SARIF Issue Reporter
Analyze SARIF files and generate comprehensive security reports.
Target: $ARGUMENTS (path to SARIF file)
When to Use This Skill
- Reviewing static analysis results from security scanners
- Generating vulnerability reports with CVSS scoring
- Validating SAST findings (true vs false positives)

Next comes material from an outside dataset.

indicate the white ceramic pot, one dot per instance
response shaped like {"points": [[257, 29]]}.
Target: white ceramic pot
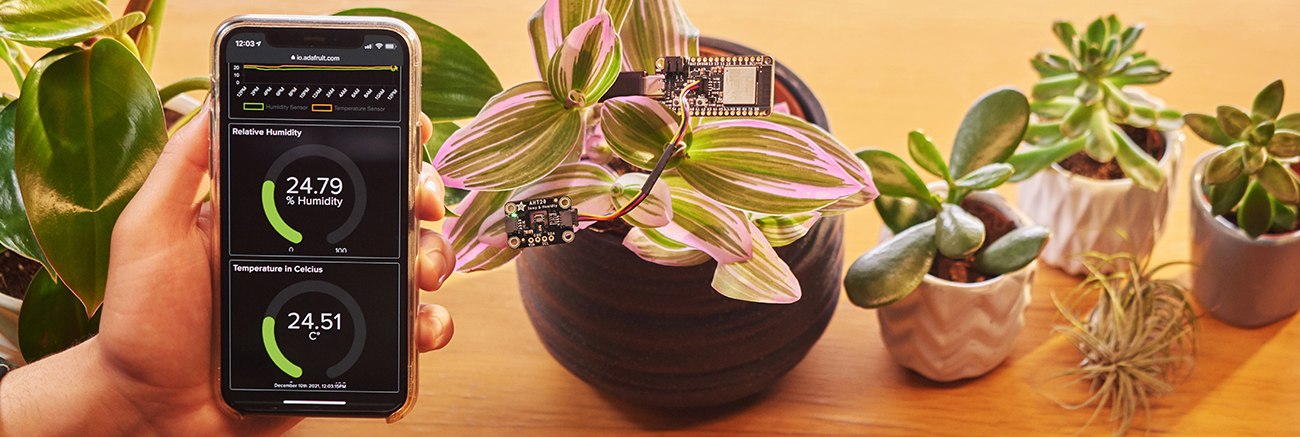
{"points": [[1244, 282], [1083, 213], [949, 331]]}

- Mapping vulnerabilities to compliance frameworks
- Creating remediation guidance with code examples
Core Capabilities
| Capability | Description |
|---|---|
| SARIF Parsing | Read SARIF 2.1.0 format from any scanner |
| Verification | Confirm findings, identify false positives |
| CVSS Scoring | Calculate scores with vector strings |
| Standards Mapping | OWASP, CWE, CAPEC, compliance frameworks |
| Remediation | Code examples and implementation steps |
Workflow
Phase 1: Parse SARIF
- Load SARIF file at $ARGUMENTS
- Extract tool metadata from
runs[].tool.driver - Get all results from
runs[].results[] - Categorize by severity level
Phase 2: Verify Each Issue
- Extract: Location, snippet, codeFlows, related locations
- Verify: Confirm issue exists, check for false positives, assess exploitability
- Enhance: Request additional code context if needed
Phase 3: Security Assessment
CVSS 3.1 Scoring - Calculate and justify each metric:
- Attack Vector (AV): N/A/L/P
- Attack Complexity (AC): L/H
- Privileges Required (PR): N/L/H
- User Interaction (UI): N/R
- Scope (S): U/C
- Impact (C/I/A): N/L/H each
Vector format: CVSS:3.1/AV:_/AC:_/PR:_/UI:_/S:_/C:_/I:_/A:_
Impact Analysis: Technical impact, business impact, exploitability, affected assets.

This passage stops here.